The petitioner in this case, Avondale Lockhart, was caught in a child pornography sting and pleaded guilty. At sentencing he faced a mandatory minimum ten-year enhancement because of a previous state conviction for attempted rape of his girlfriend. Lockhart argues that the sentencing enhancement only applies if the prior conviction was for an offense “. . . involving a minor or ward”, and that in the language quoted above “aggravated sexual abuse” and “sexual abuse” are qualified in the same as “abusive sexual conduct”.
The lower courts, of course, found otherwise.

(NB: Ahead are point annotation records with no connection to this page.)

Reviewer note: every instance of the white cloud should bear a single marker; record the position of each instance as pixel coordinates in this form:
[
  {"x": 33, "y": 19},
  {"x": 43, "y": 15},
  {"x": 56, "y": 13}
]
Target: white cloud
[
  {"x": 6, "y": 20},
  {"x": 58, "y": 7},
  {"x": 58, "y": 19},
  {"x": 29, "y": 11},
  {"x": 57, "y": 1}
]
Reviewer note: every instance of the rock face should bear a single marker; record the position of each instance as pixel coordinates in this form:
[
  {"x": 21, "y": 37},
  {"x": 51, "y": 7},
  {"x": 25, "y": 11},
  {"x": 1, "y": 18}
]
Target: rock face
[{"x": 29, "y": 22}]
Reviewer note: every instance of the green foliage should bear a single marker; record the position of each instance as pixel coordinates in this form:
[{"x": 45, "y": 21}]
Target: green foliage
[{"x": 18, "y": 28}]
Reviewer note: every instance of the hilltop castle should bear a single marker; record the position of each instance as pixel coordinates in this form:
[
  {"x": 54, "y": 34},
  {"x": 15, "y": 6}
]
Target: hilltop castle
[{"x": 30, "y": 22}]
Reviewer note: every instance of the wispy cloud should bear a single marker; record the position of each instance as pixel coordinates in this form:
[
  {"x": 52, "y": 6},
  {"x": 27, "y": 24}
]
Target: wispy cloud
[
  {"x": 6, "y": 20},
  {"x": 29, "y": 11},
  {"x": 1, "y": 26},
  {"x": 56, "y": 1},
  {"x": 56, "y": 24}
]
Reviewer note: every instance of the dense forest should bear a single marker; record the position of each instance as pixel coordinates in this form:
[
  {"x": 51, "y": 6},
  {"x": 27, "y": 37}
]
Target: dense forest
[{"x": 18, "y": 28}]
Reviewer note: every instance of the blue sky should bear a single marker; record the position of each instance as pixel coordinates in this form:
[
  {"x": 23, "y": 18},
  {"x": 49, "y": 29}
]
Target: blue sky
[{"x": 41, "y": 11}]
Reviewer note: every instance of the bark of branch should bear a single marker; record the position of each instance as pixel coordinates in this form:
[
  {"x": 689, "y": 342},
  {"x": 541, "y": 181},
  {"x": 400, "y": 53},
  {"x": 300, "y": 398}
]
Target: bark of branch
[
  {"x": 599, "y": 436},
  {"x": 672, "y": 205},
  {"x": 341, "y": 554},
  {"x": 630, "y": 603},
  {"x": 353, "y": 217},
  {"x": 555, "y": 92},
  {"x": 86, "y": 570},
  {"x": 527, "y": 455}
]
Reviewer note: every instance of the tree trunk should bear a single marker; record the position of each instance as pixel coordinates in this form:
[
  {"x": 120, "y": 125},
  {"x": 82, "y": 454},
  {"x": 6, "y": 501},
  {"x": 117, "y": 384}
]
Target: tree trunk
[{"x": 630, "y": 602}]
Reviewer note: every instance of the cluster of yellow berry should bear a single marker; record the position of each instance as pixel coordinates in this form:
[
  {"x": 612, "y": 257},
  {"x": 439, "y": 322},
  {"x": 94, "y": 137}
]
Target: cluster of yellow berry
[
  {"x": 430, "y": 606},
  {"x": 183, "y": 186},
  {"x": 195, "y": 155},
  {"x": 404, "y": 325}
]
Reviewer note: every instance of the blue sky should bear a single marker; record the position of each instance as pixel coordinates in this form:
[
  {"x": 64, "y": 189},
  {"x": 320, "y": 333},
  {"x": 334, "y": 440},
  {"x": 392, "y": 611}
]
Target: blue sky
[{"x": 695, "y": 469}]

It sounded like a lively and perplexing argument, and I hear form some of the reporters present that Lockhart may win to some degree.
As arguments were about to begin today Chief Justice Roberts reminded lawyers of Chief Justice Rehnquist’s admonition to not look up at the courtroom clock. The reason, not the same as Rehnquist’s, was that the two clocks in the courtroom were showing different times, neither of which was correct, and the minutes hands were moving in stops and starts. It seems that, just like last year, setting the Court’s clocks back an hour at the end of Daylight Saving is no easy matter.
The Court heard two interesting arguments, neither of which I’ll comment on since I’m about as good at explaining as the Court is at setting a clock.